Sunday, April 03, 2005

House runs up $24 million in travel bills

Members of the House and their aides spent nearly $24 million of government money on foreign travel in the last 11 years, according to figures released Friday by PoliticalMoneyLine, an organization that tracks campaign finance and congressional activity.

During those 11 years, 568 of the lawmakers took 4,691 trips to 219 countries, at a cost of $8,895,406, while aides went on 5,539 trips, at a cost of $15,089,617, the figures show. The data were drawn from the House clerk's routine reporting of official foreign travel from 1994 through 2004.

Craig Holman, campaign finance lobbyist for the government watchdog Public Citizen, said he was surprised by the amount of official travel, particularly at how frequently staff members went abroad.

Still, the amount spent per lawmaker came to just $1,424 a year, and even that figure was skewed upward because of much larger sums spent by some members.

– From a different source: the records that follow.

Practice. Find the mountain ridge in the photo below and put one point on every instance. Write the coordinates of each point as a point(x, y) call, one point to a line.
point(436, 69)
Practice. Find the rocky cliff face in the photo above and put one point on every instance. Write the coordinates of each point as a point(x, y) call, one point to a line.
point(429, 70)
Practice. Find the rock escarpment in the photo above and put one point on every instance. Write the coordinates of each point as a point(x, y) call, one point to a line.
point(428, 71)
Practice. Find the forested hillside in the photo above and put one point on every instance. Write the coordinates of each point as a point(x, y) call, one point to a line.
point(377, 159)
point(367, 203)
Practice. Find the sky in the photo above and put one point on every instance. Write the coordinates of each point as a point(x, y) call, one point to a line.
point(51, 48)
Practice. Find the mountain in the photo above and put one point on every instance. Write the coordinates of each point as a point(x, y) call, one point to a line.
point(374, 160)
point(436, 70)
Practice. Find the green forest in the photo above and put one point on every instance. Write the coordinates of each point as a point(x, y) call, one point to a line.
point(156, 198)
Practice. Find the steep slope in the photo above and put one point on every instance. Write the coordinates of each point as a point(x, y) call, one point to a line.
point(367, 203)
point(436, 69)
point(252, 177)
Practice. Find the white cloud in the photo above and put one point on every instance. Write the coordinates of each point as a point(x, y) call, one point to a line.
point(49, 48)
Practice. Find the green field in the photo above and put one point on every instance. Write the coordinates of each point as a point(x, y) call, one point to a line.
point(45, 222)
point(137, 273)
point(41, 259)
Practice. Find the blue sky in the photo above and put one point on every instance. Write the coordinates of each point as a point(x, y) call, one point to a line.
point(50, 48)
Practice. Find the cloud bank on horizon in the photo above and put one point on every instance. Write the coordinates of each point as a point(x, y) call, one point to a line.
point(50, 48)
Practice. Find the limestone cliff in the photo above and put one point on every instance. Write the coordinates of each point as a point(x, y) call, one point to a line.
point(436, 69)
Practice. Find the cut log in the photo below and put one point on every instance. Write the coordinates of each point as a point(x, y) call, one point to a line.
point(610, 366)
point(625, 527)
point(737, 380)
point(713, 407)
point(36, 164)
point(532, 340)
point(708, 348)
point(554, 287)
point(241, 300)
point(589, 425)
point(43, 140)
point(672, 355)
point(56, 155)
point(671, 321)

And Holman declared: "If members of Congress feel the need to travel for educational purposes, then it should be paid for by the taxpayers and carefully reviewed by the ethics committee. When special interests foot the bill, they want something out of it."

In fact, the figures are being released at a time of heightened scrutiny of travel by members of Congress and their aides. Rep. Tom DeLay, R-Texas, the majority leader, has been at the center of controversy as to whether he and other members, Republicans and Democrats alike, improperly accepted foreign trips from lobbyists and registered foreign agents, in violation of House rules.

A coalition of watchdogs, including Public Citizen, Common Cause and Judicial Watch, have called for an ethics investigation into the travel, which included trips to a golf resort in Scotland.

The data released on Friday, however, deal with other, official trips, those that the government pays for.

DeLay took one such trip during the years studied. In July and August 2003, he spent 10 days in Israel, Iraq and Italy, at a cost of $2,816.

Speaker J. Dennis Hastert ranked second among all members in the number of foreign trips, with 66, trailing only Rep. Doug Bereuter, R-Neb. Hastert visited countries in Western Europe most frequently, but also went to Africa, Bosnia, Australia, Jordan and China. He spent about $55,000.

Bereuter, the most active traveler during the years examined, took 78 trips to dozens of countries. He also spent the most money, $163,994.

Bereuter, who retired from Congress this year after 26 years in the House, was the vice chairman of the House Intelligence Committee and a senior member of the International Relations Committee.

He is now the president of the Asia Foundation, which promotes institutional and policy exchanges between Asia and the United States.